De nouveaux mécanismes pour la R&D

Ces dix dernières années, des initiatives ont néanmoins vu le jour pour stimuler l’innovation dans le domaine des maladies négligées. Ainsi, des partenariats public-privé (PPP) non lucratifs ont permis de rassembler les différents acteurs et de mettre sur le marché des traitements innovants, sous des formes médicamenteuses plus appropriées aux conditions de vie des patients. Dans le cadre de l’Organisation mondiale de la santé (OMS), un processus intergouvernemental mené depuis 2003 a abouti à un plan d’action pour relancer la recherche pharmaceutique sur les maladies du Sud, adopté à l’unanimité par l’Assemblée mondiale de la santé en mai 2008. Depuis ce consensus historique, cependant, le groupe d’experts, chargé par l’OMS d’étudier les plus de 90 propositions de financement novatrices pour encourager la R&D, est sous le feu des critiques, accusé tour à tour d’opacité, de partialité et de connivence avec l’industrie pharmaceutique. Ainsi, dans leur rapport final diffusé en janvier dernier1, des propositions innovantes visant à dissocier le coût de la R&D du prix du médicament ont été rapidement mises de côté ou sous-évaluées. Cette dissociation favoriserait pourtant l’accès des futurs produits commercialisés aux plus pauvres. De fait, les aspects de propriété intellectuelle, pourtant centraux, n’ont pas été abordés. Mécontents, les pays du Sud ont fait pression lors de l’Assemblée mondiale de la santé de mai 2010 pour que l’examen de toutes les propositions de financement se poursuive.

La Suisse à la traîne

Avec ses institutions de recherche en santé et son industrie pharmaceutique de pointe, la Suisse a de nombreux atouts à faire valoir dans le domaine de la R&D sur les maladies négligées. En comparaison internationale, la Suisse figure dans le peloton de tête des pays de l’Organisation de coopération et de développement économiques (OCDE) avec 3 % de son produit intérieur brut (PIB) consacrés aux dépenses de R&D en 2004, tous secteurs confondus. Et ce résultat est pour plus de 70 % le fait des entreprises privées, un ratio qui tend à se renforcer notamment dans le secteur de la pharmacie. Quant à elle, la part de R&D financée par la Confédération se chiffre à1,5 milliard de francs en 2008, soit 0,66 % du PIB seulement.
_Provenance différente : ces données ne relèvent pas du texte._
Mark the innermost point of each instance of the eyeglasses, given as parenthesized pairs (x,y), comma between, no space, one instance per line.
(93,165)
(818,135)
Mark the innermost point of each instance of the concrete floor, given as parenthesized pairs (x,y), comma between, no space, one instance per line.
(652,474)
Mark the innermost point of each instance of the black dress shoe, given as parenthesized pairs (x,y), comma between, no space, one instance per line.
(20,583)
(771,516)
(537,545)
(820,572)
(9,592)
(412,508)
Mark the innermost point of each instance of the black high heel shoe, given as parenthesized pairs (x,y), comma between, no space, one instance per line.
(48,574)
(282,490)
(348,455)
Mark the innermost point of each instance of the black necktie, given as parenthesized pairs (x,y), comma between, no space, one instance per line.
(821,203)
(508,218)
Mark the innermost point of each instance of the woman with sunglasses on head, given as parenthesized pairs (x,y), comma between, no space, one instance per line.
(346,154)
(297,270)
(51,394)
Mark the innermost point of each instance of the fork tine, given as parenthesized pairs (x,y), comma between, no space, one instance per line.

La Suisse ne figure pas non plus parmi les douze gouvernements les plus généreux dans la R&D sur les maladies négligées, dont le douzième n’y a pourtant consacré que 17 millions de dollars en 2008. Soit à peine 0,2 % des 3,2 milliards de dollars que la Suisse a investis en 2005 dans la recherche pour la santé, selon le Global Forum for Health Research. Selon leur rapport de 2008, 160 milliards de dollars ont été investis dans le monde en 2005 pour la R&D dans le domaine de la santé, la Suisse y contribuant à hauteur de 2 %.La Suisse ne se distingue pas non plus par sa générosité envers les partenariats public-privé. En 2008, sur la base des rapports d’activité de quinze PPP, elle ne contribue directement qu’à raison de 3 millions sur les 600 millions de dollars de fonds reçus par ce secteur d’activité. Enfin, dans le cadre du Fonds national suisse (FNS), dont le budget annuel représente près de la moitié des contributions de R&D octroyées par la Confédération, seuls 3 millions de francs ont été accordés en 2007 et 20082 à des projets2 concernant les maladies tropicales négligées, soit à peine 0,6 % du montant total attribué aux domaines de la biologie et de la médecine.Au regard de l’ampleur de la problématique, du savoir-faire et des ressources disponibles, davantage de moyens pourraient être alloués par la Suisse à la recherche sur les maladies du Sud.Plutôt que de laisser les entreprises déterminer les orientations de la R&D, les pouvoirs publics doivent reprendre et assumer leur rôle dirigeant en la matière. En effet, dans ce domaine, les limites des logiques du marché sont patentes.

1) Disponible sur www.who.int/phi/documents/ewg_report/en/index.html

2) Comprend toutes les catégories d’encouragement à la recherche (libre et orientée). Les subsides accordés aux recherches sur le VIH/sida ne sont pas compris. Source: statistiques FNS (www.snf.ch).